Assim, poupar muito é passar a investir muito, colocando a economia a crescer muito mais rapidamente do que aquela que nada poupa, sendo assim incapaz de acumular bens de capital capazes de aumentar a produção e consumo em cada período seguinte.


Já se por "poupar" se quer significar aumento dos saldos monetários, o efeito vai ser induzir a baixa de preços, mas em si não significa que exista qualquer alteração na repartição relativa entre consumo e investimento.


Além disso, este fenómeno equilibra-se a si próprio. Na medida em que aumenta a procura de saldos monetários e isso induz a descida de preços, o poder de compra desses saldos monetários sobe ainda mais até que o poder de compra acumulado nesses saldos relativamente ao rendimento se revela tão significativo que incentiva à ... utilização dessas saldos monetários (diminuindo assim o valor desses saldos médios).
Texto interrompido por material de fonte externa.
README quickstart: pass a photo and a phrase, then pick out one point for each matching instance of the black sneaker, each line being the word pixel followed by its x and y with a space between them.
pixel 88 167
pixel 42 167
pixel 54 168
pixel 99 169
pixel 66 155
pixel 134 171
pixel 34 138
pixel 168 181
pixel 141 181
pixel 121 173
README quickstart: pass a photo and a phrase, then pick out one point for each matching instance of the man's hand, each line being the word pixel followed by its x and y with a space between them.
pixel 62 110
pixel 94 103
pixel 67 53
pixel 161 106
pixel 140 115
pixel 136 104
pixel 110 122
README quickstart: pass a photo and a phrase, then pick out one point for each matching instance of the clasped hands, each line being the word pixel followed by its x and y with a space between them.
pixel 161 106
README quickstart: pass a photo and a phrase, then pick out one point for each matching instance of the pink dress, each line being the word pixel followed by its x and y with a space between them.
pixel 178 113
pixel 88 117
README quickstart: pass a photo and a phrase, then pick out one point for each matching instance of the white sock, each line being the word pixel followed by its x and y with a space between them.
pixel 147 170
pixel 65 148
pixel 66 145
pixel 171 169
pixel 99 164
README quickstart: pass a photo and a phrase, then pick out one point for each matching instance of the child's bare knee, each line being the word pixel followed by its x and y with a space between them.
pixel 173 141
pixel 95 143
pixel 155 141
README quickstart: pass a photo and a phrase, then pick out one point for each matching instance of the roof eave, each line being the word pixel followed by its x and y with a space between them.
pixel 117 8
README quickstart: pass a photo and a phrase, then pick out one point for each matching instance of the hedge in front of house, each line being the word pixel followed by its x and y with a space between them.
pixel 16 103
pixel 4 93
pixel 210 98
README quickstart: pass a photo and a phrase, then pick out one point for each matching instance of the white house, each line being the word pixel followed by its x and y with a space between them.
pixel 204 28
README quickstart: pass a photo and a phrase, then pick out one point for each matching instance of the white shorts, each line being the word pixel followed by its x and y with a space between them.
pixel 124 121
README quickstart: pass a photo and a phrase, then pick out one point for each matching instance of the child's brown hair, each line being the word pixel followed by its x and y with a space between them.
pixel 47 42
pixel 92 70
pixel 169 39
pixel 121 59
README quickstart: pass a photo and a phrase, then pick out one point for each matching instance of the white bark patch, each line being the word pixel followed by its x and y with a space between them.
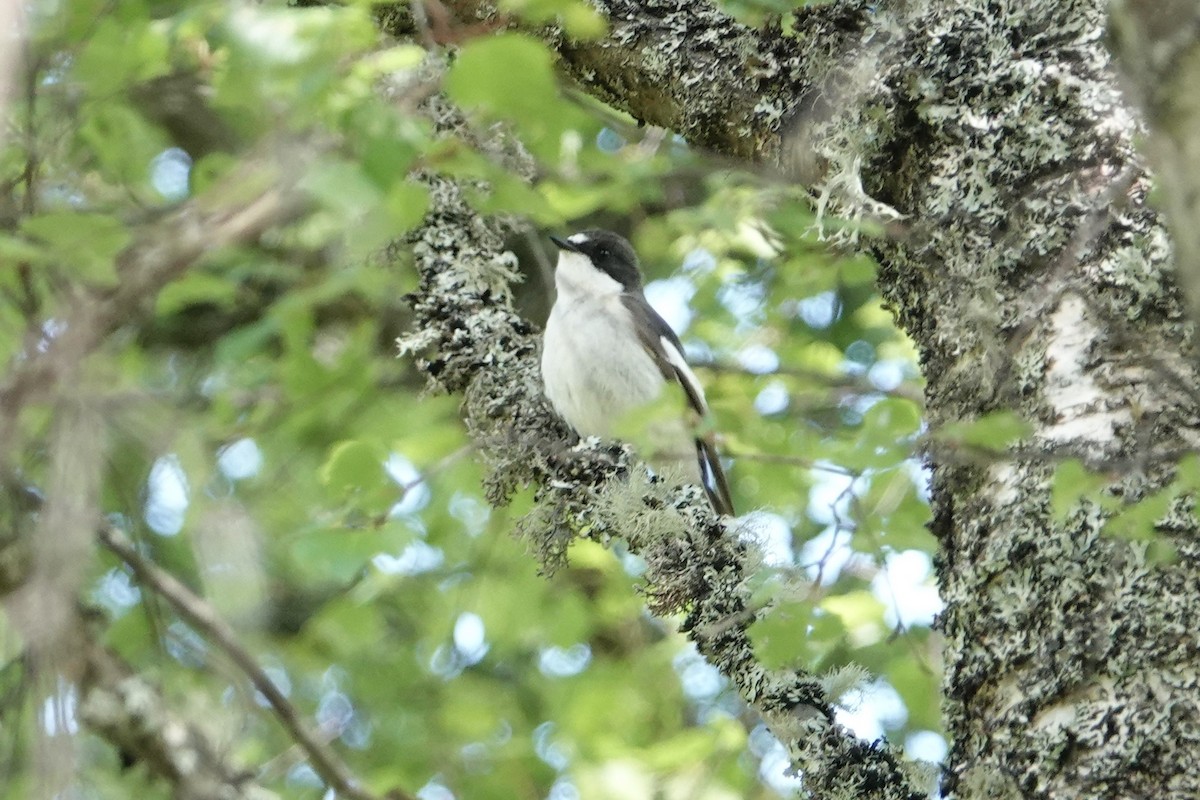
pixel 1080 404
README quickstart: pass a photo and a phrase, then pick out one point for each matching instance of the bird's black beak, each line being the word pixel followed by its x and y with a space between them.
pixel 565 245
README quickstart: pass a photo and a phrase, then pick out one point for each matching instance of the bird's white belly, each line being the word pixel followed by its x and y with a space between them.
pixel 594 367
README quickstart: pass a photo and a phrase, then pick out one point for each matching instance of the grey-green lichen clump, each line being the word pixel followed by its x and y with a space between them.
pixel 468 340
pixel 472 342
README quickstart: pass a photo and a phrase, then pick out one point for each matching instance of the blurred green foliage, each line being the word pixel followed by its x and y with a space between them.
pixel 264 445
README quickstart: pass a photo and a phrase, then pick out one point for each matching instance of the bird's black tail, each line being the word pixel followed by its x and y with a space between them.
pixel 713 477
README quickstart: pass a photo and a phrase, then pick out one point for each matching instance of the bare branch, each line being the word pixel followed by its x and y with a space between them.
pixel 204 618
pixel 238 210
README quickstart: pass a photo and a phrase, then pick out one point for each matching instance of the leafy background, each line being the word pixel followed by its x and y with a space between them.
pixel 264 444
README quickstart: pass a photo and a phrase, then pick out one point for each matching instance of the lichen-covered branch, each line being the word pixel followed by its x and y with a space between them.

É assim uma falácia completa a crença que existe poupança excessiva. Nunca pode ser excessiva até porque, na ausência do socialismo monetário conduzido pelas imposições dos Bancos Centrais, a repartição entre consumo e poupança, é uma mera expressão de vontade e preferência. Nunca pode ser excessiva. É o que for. E o que for determina o ritmo de crescimento económico. Voluntário.


Uma observação final a outra crença comum (transcrevo):


"É que acredite: é matematicamente demonstrável, com contas de trazer por casa que é mesmo má [a descida de preços]. E paralisa toda a economia."



Esta observação caracteriza também a falta de distinção entre a queda de preços que tem lugar com o crescimento económico saudável e perante uma moeda estável (no limite, poderia ser constante) e uma queda de preços que resulta do arrebentar de um bolha fomentada pela expansão de crédito via pura criação de moeda, podendo ser seguida de um aumento da procura por moeda (dado o aumento da incerteza) e até uma contracção monetária e falências bancárias (resultado natural do facto do colateral [crédito concedido] dos depósitos bancários criados estarem a ser destruídos, deixando os bancos com dificuldade em honrarem pedidos de transferência ou levantamentos). Na verdade, tal contracção monetária seria devida e teria lugar, não fosse o esperado pânico do regime monetário perante a possibilidade da sua falência em cadeia - o que conduz à injecção imediata de mais moeda e crédito no sistema.


Assim, uma descida contínua de preços como consequência do crescimento assemelha-se à descida de preços verificada em produtos de consumo como a informática ou electrónica (ex: os televisores "flat-panel"). Seria absurdo ser matematicamente demonstrável que se uma grande parte dos produtos de consumo registassem ganhos de produtividade tais que experimentassem uma descida de preços semelhante, isso seria ruinoso. Porque aparentemente, existiria uma lei matemática que diria que se uns quantos descerem isso é bom, mas se muitos preços descerem (como resultado de grandes aumentos de produtividade) isso seria mau.


A confusão é habitual (começa na confiança que em economia a matemática ou econometria tem um grande papel na formulação de leis universais - terá concerteza como ferramenta de estudo de questões concretas) e é não identificar causas e consequências, em especial que uma má deflação tem lugar num regime monetário intervencionado onde tem lugar uma prévia expansão de crédito e moeda conduzindo a uma recessão, com liquidação de activos objecto de prévia inflação de preços. E diga-se que essa má deflação não deve ser resistida. É sim a manifestação de um processo de cura doloroso mas necessário.